On Fri, 20 Feb 2026 18:45:21 -0800
[email protected] wrote:

> From: Long Li <[email protected]>
> 
> Netvsc gets notification from VSP on VF add/remove over VMBUS, but the
> timing may not match the DPDK sequence of device events triggered from
> uevents from kernel.
> 
> Remove the retry logic from the code when attach to VF and rely on DPDK
> event to attach to VF. With this change, both the notifications from VSP
> and the DPDK will attempt a VF attach.
> 
> Also implement locking when checking on all VF related fields.
> 
> Fixes: a2a23a794b3a ("net/netvsc: support VF device hot add/remove")
> Cc: [email protected]
> 
> Signed-off-by: Long Li <[email protected]>

AI review spotted related issue.

**Patch 2 (net/netvsc: fix race conditions on VF add/remove events)** — the 
most complex patch in the series.

**What it fixes correctly:**

The old Tx/Rx paths had a TOCTOU race: they checked `vf_vsc_switched` without 
the lock, acquired the lock, then re-checked. A VF remove could complete 
between the first check and the lock acquisition. The new code takes the read 
lock *before* any VF state checks — correct fix. The lock is properly released 
on both paths.

The upgrade of `hn_vf_close()` from read lock to write lock is also a real bug 
fix, since it modifies `vf_attached` and calls `rte_eth_dev_close()`.

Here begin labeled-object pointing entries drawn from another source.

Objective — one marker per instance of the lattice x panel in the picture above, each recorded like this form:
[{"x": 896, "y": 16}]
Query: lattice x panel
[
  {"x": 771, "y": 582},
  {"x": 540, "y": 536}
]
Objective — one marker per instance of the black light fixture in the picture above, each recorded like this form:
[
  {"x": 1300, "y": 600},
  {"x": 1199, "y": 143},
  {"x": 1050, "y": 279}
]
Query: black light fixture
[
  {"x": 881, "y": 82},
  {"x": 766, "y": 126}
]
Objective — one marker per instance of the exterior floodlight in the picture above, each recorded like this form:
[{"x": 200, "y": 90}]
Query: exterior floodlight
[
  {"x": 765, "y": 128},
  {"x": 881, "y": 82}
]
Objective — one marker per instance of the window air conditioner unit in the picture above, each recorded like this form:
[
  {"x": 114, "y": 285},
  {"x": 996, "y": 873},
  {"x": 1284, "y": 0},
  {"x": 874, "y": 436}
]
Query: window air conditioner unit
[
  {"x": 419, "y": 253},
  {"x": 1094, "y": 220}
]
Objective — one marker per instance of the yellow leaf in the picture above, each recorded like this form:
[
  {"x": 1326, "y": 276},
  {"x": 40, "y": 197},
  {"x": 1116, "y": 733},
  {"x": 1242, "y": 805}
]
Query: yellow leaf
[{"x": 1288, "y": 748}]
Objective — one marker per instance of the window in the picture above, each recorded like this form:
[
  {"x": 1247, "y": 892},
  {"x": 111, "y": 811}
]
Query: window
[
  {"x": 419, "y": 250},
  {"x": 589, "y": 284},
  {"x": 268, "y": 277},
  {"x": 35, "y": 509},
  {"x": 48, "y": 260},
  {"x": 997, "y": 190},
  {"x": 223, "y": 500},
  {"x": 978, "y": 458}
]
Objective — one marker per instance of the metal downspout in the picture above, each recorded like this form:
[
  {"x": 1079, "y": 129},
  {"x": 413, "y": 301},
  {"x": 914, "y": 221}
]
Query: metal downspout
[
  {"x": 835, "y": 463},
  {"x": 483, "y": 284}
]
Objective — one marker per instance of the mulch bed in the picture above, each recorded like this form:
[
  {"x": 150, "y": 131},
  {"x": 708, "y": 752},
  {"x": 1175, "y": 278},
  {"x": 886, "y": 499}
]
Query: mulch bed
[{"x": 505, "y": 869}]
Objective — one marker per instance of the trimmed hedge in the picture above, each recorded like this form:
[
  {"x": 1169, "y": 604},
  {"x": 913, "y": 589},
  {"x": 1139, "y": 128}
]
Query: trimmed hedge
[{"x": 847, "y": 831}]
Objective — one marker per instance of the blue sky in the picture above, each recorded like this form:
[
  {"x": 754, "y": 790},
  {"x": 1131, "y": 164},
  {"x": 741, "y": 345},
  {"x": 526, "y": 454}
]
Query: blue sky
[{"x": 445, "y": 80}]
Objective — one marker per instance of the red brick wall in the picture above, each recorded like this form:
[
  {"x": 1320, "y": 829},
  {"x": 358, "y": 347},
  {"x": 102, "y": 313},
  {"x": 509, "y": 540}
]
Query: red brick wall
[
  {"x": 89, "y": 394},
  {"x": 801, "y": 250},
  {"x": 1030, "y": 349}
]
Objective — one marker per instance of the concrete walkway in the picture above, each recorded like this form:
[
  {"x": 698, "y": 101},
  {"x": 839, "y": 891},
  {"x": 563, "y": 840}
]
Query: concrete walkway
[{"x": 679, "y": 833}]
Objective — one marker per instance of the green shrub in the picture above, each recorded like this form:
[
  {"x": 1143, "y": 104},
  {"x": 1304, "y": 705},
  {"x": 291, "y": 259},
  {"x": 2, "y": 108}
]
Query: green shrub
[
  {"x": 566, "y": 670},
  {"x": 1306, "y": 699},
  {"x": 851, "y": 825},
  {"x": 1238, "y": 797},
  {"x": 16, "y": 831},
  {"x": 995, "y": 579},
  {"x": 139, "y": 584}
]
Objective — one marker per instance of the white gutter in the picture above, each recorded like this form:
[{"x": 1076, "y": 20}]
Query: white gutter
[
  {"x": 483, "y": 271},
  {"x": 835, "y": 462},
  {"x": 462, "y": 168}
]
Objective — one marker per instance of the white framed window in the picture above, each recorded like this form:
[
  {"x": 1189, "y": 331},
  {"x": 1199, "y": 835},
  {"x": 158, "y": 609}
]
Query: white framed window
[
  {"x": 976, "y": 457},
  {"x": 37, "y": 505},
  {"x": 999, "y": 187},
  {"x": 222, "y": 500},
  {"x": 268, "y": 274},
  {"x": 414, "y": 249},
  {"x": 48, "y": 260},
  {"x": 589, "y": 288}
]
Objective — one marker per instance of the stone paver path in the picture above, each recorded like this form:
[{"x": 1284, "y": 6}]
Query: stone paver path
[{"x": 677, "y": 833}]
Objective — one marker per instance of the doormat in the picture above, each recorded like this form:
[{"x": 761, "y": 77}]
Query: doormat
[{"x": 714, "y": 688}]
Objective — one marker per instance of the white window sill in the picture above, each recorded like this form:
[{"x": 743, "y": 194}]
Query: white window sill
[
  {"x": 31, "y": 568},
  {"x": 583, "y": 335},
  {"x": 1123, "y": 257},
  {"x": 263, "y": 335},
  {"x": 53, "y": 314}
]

Moving callback registration into `hn_vf_attach()` with proper rollback (via 
the new `hn_vf_detach()` helper) is a good structural improvement that ties 
callback lifetime to VF attach/detach lifecycle.

The unconditional clear of `vf_vsc_switched` in `hn_vf_remove_unlocked()` is 
correct — if the VF is being removed, the switched flag must be cleared 
regardless of whether `hn_nvs_set_datapath(SYNTHETIC)` succeeded.

**One potential concern (~60% confidence):**

If the VF is successfully configured and started but `hn_nvs_set_datapath(VF)` 
fails at the `switch_data_path:` label, the function returns an error but 
leaves the VF started and attached. The callers don't clean this up. This is a 
pre-existing design issue the patch doesn't worsen, and the hypervisor may 
retry, but it could confuse subsequent add/remove cycles.